Experimental and numerical investigations of thermal characteristics of heat exchangers in oscillatory flow

Heat exchangers under oscillatory flow conditions constitute a critical component of thermoacoustic engines and coolers for which effective design methodologies are not yet available. In this study, the thermal and pressure drop performance of compact Tube Heat Exchanger (T-HEX) under oscillatory flow conditions is investigated using experimental and numerical methods. A standing wave experimental set-up, driven by the Q-drive linear alternator, and a measurement technique were developed to measure the temperature and acoustic pressure near the T-HEX simultaneously. The symmetric arrangement of three identical heat exchangers, one 'hot' heat exchanger, centrally placed between two 'cold' heat exchangers, is employed for an improved thermal analysis.

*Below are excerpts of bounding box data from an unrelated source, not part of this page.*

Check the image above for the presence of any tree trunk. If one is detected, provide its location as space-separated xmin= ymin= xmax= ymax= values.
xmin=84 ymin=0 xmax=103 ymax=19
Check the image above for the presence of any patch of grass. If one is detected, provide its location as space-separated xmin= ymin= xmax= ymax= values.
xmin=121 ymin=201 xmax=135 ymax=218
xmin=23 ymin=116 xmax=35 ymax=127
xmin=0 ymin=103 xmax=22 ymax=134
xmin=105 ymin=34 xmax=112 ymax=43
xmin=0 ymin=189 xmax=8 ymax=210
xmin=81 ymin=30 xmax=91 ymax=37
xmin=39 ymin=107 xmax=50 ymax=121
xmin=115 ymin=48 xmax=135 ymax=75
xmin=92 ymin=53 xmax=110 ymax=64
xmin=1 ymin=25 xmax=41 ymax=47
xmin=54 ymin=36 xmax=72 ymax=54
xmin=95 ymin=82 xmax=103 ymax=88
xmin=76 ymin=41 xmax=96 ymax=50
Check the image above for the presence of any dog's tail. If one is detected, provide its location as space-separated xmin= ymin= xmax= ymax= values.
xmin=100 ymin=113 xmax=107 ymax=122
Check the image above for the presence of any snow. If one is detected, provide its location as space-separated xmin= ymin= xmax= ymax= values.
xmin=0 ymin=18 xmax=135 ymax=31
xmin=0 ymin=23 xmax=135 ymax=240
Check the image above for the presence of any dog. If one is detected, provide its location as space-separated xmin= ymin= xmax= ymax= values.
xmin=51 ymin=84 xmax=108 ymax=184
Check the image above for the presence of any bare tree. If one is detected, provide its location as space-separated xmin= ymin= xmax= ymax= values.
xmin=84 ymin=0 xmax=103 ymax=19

Furthermore, aerodynamic shape is used on the heat exchangers gas channels to improve flow conditions associated with a sudden change in the cross-section. Experimental results are found to agree well with the predictions from three-dimensional Computational Fluid Dynamics (CFD) models. The Nusselt number and pressure drop due to minor losses show dependency on the drive ratio (measured maximum oscillating pressure to the system mean pressure), the edge shape and hot heat exchanger temperature. At a high amplitude, the edge shape significantly minimises the minor loss pressure difference, with negligible effect on the thermal performance. The results reported in this study will benefit the development of compact heat exchangers for the thermoacoustic engines/refrigerators or Sterling engines/coolers in cryogenic applications.